DECODED: TECH, TRUTH, AND THREATS

By Art Samaniego

When the President and the First Lady visited the Manila Bulletin office, I was there to give a quick demo of how the Rokid AI Glasses work. I brought my copy of the National Cybersecurity Plan 2023-2028, hoping to ask the President to sign it. While waiting, the First Lady glanced at it and said, “Hey, you are reading the National Cybersecurity Plan.” I was caught off guard because I did not expect her to notice. The President heard her looked at the book and said, “Ah yes, that is important.” I did not want to start a discussion and risk putting him on the spot, so I simply asked, “Mr. President, can you sign this for me?”

He smiled and said, “Of course,” then added something that made my jaw drop. As he signed above his name, he said, “You know, even the problem of the lack of cybersecurity professionals will be solved by this.” That was the exact point former Usec Jeff Dy and I discussed before, that this plan can address the country’s cybersecurity workforce shortage.

It showed me that the President is fully aware of the cybersecurity challenges the country is facing today, and that he understands the significance of the plan more than I have assumed and our encounter just lasted about one minute.

What concerns me now is that DICT Secretary Henry Aguda seems to have forgotten about this commitment of the president.

That brief encounter made it clear that PBBM understands the cybersecurity challenges we face and the significance of the plan more deeply than many might assume. Which is why it is disappointing that DICT Secretary Henry Aguda seems to have forgotten what this plan represents. As former DICT Usec Jeff Dy reminded everyone, “the NCSP 2023 to 2028, signed by the President as Executive Order 58 series of 2024, is proof that cybersecurity is supposed to be a priority of this administration. The plan was drafted with the private sector and the academe over nine iterations, a level of collaboration that made it one of the most grounded and realistic cybersecurity roadmaps the country has ever produced.”

If the NCSP had been followed, we could have solved many of the issues we are dealing with today. Instead, it appears that the DICT under the leadership of Secretary Aguda lost its focus and began pursuing its own set of initiatives that were not built on a strong cybersecurity foundation. The failed Cyberdome is a clear example, created as a kind of PR centerpiece rather than a genuine cybersecurity strategy capable of deterring attacks on government infrastructure.

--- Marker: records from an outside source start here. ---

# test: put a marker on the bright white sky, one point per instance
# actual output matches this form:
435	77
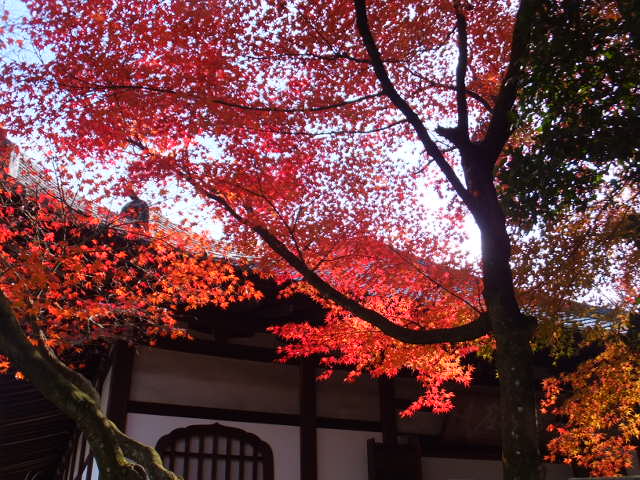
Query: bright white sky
191	208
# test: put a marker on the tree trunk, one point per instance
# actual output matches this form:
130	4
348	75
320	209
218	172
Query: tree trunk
513	332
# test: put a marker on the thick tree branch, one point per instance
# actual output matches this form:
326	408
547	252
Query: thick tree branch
461	72
72	398
499	128
390	91
240	106
467	332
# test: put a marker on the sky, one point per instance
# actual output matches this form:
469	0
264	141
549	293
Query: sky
189	207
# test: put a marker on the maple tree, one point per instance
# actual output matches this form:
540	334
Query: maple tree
578	109
318	128
71	279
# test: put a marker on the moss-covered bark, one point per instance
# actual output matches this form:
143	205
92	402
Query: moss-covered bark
118	456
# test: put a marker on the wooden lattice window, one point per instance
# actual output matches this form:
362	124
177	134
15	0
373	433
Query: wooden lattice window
216	452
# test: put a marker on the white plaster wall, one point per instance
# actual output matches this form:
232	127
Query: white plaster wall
342	454
179	378
356	400
463	469
284	440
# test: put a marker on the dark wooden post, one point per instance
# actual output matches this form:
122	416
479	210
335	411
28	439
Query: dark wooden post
387	411
120	388
308	439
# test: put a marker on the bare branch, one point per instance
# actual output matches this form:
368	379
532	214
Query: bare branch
499	128
412	117
461	72
240	106
467	332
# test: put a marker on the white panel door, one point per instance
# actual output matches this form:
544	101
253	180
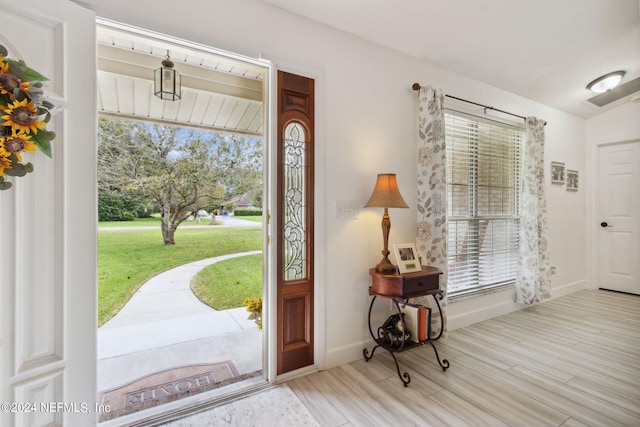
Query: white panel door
48	237
619	217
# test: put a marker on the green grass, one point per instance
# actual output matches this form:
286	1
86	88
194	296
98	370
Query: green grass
226	284
250	218
152	221
128	258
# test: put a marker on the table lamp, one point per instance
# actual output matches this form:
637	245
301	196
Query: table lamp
386	195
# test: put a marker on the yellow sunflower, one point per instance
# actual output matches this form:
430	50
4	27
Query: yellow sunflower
17	143
5	163
21	117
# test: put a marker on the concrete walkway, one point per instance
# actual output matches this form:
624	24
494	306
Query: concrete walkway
164	326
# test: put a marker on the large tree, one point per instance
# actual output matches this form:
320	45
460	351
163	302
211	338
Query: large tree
180	170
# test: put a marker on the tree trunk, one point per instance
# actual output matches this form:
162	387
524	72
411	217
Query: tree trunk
168	229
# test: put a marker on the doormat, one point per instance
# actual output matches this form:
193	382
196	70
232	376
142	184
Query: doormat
167	386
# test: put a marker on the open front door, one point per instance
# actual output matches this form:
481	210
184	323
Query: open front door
295	222
48	239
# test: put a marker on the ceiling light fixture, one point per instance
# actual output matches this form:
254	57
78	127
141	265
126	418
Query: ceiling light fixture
607	82
167	81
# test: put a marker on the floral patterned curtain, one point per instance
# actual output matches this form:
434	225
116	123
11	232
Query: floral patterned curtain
431	235
533	281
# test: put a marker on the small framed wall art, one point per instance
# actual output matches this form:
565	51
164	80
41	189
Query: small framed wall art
407	257
572	180
557	173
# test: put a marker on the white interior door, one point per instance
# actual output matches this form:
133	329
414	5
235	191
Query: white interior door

The country already had a solid, carefully built roadmap that only needed leaders willing to carry it out. The NCSP was never meant to be a ceremonial document. It was designed to fix long-standing gaps, protect government systems, and build the cybersecurity workforce we desperately lack. What happened instead was a detour driven by vanity projects and short-lived PR stunts that did nothing to strengthen national security.

It is not too late to correct course, but it demands leadership that understands the gravity of our digital vulnerabilities and respects the years of work poured into this plan. The NCSP is still there, waiting to be implemented phase by phase. The only question now is whether the DICT will honor the President’s own commitment or continue chasing projects that look good on stage but do nothing to defend the country.